Kehati-hatian dalam memilih mitra kerja sama operasi (KSO) dalam pengelolaan kebun sawit sitaan negara menjadi sangat penting. Pelibatan mitra yang tidak kompeten berpotensi mengganggu produktivitas sawit nasional dan memengaruhi program strategis pemerintah terkait pemenuhan kebutuhan biodiesel. Hal ini ditegaskan oleh Dr. Sadino, pakar hukum kehutanan, yang menekankan bahwa pemilihan mitra harus berbasis pada pemahaman mendalam mengenai tata kelola perkebunan sawit yang berkelanjutan.
Sadino menyebutkan bahwa keberhasilan pengelolaan kebun sawit tidak hanya bergantung pada panen Tandan Buah Segar (TBS) yang tinggi, tetapi juga pada perawatan yang ketat untuk menjaga kesehatan kebun. Ia memperingatkan bahwa jika operator KSO hanya fokus pada panen, dampak jangka panjangnya dapat serius, termasuk penurunan produktivitas. “TBS yang baik hanya bisa dihasilkan dari penerapan agronomi yang benar pada setiap tahap,” katanya.
Keputusan strategis pemerintah untuk menguasai kembali 3,1 juta hektar lahan sawit dari total 3,7 juta hektar yang dinilai melanggar aturan mengindikasikan adanya pengawasan yang lebih ketat dalam pengelolaan sumber daya alam ini. Penertiban lahan dilakukan melalui Peraturan Presiden No 5 Tahun 2025, yang memberikan mandat kepada PT Agrinas Palma Nusantara (BUMN) untuk mengelola lahan-lahan tersebut.

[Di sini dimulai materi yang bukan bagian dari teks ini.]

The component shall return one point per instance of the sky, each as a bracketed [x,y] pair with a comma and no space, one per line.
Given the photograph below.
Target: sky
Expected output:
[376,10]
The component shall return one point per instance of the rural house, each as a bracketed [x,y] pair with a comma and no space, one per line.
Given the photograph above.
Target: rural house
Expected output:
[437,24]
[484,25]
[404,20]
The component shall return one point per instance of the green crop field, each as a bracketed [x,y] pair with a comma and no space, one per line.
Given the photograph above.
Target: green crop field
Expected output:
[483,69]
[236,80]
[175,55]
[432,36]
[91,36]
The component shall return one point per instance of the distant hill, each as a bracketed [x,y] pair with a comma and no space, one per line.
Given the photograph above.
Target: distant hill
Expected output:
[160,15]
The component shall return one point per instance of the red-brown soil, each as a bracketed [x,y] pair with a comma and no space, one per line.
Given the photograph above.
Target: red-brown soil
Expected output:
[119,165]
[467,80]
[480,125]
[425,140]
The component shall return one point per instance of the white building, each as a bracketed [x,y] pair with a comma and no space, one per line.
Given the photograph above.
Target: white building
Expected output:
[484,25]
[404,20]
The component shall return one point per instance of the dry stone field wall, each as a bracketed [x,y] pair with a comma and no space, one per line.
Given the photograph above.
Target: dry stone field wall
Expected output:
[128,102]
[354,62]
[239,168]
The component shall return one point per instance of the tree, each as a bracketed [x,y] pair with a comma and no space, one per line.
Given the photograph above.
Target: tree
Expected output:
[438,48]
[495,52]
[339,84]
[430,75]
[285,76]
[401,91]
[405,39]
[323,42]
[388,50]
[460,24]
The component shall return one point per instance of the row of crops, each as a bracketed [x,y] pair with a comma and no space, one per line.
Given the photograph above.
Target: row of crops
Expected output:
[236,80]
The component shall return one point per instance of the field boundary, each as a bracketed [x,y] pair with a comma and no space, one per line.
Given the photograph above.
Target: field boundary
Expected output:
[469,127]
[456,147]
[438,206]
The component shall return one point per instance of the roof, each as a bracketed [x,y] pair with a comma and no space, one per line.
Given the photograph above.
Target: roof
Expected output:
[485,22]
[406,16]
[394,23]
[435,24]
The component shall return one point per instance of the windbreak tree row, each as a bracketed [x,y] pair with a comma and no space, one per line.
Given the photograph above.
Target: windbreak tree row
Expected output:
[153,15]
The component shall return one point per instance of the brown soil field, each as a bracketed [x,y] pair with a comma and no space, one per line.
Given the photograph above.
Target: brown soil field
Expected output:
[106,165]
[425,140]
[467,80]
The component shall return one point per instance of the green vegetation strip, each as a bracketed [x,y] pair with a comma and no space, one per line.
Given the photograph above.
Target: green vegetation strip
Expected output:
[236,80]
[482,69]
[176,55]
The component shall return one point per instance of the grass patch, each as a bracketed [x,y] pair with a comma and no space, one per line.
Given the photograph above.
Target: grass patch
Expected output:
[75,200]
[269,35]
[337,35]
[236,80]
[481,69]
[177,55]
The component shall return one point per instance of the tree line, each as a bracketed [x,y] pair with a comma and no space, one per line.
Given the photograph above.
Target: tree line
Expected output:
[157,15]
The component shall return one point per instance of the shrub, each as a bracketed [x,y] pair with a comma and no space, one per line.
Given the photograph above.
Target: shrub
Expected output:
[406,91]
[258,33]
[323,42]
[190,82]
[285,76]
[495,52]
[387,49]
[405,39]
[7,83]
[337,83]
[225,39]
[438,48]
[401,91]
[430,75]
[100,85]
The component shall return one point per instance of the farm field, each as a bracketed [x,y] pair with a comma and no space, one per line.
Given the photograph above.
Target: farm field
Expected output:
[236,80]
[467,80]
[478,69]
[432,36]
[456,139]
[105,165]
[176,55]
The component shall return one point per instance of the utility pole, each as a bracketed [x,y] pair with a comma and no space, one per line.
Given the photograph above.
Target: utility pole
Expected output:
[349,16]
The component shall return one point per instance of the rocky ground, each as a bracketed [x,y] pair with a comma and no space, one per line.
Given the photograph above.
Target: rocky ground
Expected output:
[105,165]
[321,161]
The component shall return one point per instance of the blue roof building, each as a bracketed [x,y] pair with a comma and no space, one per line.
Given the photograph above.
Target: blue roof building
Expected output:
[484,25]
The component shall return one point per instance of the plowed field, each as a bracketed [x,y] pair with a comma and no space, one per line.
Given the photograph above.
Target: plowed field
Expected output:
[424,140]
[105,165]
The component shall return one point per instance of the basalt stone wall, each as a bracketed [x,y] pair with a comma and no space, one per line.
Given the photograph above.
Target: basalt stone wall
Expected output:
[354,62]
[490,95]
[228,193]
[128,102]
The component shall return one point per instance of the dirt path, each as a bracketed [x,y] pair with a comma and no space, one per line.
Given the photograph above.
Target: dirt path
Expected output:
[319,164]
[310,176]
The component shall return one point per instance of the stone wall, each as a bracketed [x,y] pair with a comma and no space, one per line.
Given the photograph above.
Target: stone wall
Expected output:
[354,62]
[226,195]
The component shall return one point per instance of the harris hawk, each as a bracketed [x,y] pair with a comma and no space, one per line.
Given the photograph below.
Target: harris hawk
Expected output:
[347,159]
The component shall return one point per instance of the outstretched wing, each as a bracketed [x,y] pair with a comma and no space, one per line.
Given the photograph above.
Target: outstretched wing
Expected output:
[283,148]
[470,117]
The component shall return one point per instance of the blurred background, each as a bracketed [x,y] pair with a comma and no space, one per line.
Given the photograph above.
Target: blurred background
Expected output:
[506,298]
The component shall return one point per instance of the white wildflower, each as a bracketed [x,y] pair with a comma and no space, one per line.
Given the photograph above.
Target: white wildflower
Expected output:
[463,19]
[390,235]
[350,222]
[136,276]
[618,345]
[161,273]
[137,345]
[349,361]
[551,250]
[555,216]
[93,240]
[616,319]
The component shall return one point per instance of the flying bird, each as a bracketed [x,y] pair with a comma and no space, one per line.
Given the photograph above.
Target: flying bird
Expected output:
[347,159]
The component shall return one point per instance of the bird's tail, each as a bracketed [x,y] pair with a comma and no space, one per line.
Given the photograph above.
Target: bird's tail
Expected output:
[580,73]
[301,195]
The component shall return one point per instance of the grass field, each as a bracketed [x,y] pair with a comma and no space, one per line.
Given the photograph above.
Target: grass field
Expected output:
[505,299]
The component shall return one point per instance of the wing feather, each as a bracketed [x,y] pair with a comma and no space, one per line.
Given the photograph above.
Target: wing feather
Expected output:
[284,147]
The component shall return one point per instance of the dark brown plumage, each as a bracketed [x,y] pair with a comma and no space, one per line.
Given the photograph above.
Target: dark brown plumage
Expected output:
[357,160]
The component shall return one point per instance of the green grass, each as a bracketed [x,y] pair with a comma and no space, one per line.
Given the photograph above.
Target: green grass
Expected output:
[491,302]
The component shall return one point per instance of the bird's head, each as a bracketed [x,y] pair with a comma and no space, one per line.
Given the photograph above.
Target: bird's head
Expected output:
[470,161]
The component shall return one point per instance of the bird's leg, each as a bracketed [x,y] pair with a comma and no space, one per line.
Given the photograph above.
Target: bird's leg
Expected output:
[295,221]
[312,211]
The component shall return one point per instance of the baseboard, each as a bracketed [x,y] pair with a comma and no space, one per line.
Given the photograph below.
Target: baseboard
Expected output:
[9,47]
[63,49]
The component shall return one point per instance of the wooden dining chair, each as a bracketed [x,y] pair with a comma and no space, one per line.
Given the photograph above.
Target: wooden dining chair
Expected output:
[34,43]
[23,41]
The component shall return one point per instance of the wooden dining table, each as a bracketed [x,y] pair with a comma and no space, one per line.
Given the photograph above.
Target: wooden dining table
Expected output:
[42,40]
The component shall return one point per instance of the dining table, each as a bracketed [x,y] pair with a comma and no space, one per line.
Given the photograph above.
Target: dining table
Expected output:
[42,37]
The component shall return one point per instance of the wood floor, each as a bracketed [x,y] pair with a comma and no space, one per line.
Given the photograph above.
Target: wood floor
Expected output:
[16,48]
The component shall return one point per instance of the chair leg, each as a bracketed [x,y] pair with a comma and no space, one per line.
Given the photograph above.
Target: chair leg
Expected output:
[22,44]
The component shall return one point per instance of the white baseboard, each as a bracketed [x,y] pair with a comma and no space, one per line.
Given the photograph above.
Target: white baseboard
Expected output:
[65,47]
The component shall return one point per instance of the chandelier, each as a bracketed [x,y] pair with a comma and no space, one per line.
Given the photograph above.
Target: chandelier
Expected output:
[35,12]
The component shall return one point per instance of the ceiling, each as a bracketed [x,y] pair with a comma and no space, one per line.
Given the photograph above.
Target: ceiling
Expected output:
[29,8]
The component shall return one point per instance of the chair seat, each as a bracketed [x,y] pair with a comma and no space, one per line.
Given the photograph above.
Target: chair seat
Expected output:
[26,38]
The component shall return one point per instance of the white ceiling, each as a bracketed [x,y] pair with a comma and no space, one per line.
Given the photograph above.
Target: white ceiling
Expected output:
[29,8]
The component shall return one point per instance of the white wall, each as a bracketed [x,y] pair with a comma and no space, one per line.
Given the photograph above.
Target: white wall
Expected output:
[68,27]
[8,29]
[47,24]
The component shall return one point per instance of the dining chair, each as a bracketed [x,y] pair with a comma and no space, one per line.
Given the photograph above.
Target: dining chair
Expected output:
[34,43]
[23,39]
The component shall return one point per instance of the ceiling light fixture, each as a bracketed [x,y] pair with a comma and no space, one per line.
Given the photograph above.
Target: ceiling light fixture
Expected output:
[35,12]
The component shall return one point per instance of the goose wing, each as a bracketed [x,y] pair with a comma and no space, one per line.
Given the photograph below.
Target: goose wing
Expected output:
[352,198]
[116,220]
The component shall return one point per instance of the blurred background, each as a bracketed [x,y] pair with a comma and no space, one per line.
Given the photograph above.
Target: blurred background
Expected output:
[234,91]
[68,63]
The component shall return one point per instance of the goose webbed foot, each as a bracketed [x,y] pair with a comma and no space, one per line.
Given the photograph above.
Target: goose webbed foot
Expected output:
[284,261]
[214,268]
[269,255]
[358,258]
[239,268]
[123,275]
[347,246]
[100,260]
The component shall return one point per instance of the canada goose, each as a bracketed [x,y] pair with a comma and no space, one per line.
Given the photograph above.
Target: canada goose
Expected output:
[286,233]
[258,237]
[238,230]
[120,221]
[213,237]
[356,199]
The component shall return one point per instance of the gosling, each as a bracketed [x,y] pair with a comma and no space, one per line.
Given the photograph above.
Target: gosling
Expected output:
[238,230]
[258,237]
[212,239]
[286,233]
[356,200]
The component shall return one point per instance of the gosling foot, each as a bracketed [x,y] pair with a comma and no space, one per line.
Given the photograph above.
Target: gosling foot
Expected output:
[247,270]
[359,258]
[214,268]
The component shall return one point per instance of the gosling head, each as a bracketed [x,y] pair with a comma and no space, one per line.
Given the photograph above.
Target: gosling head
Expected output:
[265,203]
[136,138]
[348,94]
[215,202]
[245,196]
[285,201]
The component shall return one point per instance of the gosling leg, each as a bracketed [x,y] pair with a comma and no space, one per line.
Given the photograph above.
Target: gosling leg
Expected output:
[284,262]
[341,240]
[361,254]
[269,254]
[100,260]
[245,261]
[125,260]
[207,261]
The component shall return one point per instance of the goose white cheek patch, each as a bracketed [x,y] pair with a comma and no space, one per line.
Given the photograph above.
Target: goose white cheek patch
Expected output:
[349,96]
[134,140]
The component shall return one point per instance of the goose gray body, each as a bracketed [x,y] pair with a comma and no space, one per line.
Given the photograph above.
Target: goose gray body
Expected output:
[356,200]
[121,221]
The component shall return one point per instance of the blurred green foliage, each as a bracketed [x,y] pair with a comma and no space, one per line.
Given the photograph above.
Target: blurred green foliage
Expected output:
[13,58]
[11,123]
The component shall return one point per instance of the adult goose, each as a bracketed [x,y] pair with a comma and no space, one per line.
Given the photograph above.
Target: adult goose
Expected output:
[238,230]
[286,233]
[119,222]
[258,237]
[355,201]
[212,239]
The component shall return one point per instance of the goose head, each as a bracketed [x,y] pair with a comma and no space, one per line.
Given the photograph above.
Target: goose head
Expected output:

Sadino juga menyoroti bahwa investasi dalam sektor sawit berbeda dari sektor tambang, terutama karena sebagian besar kebun saat ini berada dalam masa peremajaan (replanting). “Biaya yang dibutuhkan untuk peremajaan tidak sedikit, sehingga jaminan kepastian usaha dan lahan sangat krusial,” imbuhnya. Kesalahan dalam pengelolaan juga dapat mengancam program biodiesel yang menjadi salah satu fokus pemerintah.
Mengenai pembagian hasil dalam skema KSO, ada kabar yang menyatakan bahwa dibagi 40:60, di mana 40 persen untuk Agrinas dan 60 persen untuk mitra. Namun, Sadino menyatakan bahwa pembagian ini harus melalui kajian yang mendalam dan mempertimbangkan kompleksitas pengelolaan kebun. “Jika hanya mengandalkan panen TBS, pembagian ini mungkin berlaku. Namun, dalam konteks perawatan dan infrastruktur yang lebih rumit, tidak semua kebun memiliki kondisi yang sama,” tuturnya.
Pengelolaan kebun sawit yang baik tidak hanya berguna untuk menghasilkan produk tetapi juga memastikan keberlanjutan sumber daya alam. Ia menekankan perlunya kajian mendalam untuk mencapai kesepakatan yang saling menguntungkan antara Agrinas dan mitra KSO. Jika mitra hanya mengejar TBS tanpa memperhatikan perawatan, ini dapat merugikan produktivitas, dan berdampak buruk pada pasokan untuk biodiesel.
Pentingnya transparansi dalam kemitraan juga ditekankan oleh pejabat PT Agrinas Palma Nusantara. Direktur Utama Agus Sutomo menekankan bahwa pengelolaan kebun harus dilakukan secara profesional dan sesuai dengan aturan hukum yang berlaku. Ia menjelaskan bahwa meskipun agrikultur memiliki tantangan tersendiri, komitmen dan efisiensi harus tetap menjadi prioritas, termasuk mengganti mitra KSO yang tidak menunjukkan komitmen.
Okky Suryono, Senior Executive Vice President Corporate Secretary & ESG Agrinas, menjelaskan semua kemitraan KSO dilakukan langsung antara Agrinas dan calon mitra, tanpa melibatkan pihak ketiga. Ini mencerminkan prinsip tata kelola perusahaan yang baik dan transparansi, menunjukkan bahwa Agrinas terbuka untuk berkolaborasi dengan berbagai pihak, termasuk koperasi dan pelaku UMKM.
Dengan kondisi hukum lahan sitaan yang masih perlu diselesaikan, Sadino berpendapat bahwa hal ini menjadi hambatan besar bagi investor untuk berinvestasi. Ketidakpastian ini bisa mengurangi kepercayaan mitra dalam menanamkan modal. Ia berharap agar pemerintah segera menuntaskan status hukum tersebut, sehingga pengelolaan kebun sawit dapat dilakukan secara optimal dan berkelanjutan. Status yang jelas dapat memberikan rasa aman bagi mitra dan juga masyarakat yang terlibat dalam pengelolaan sumber daya ini.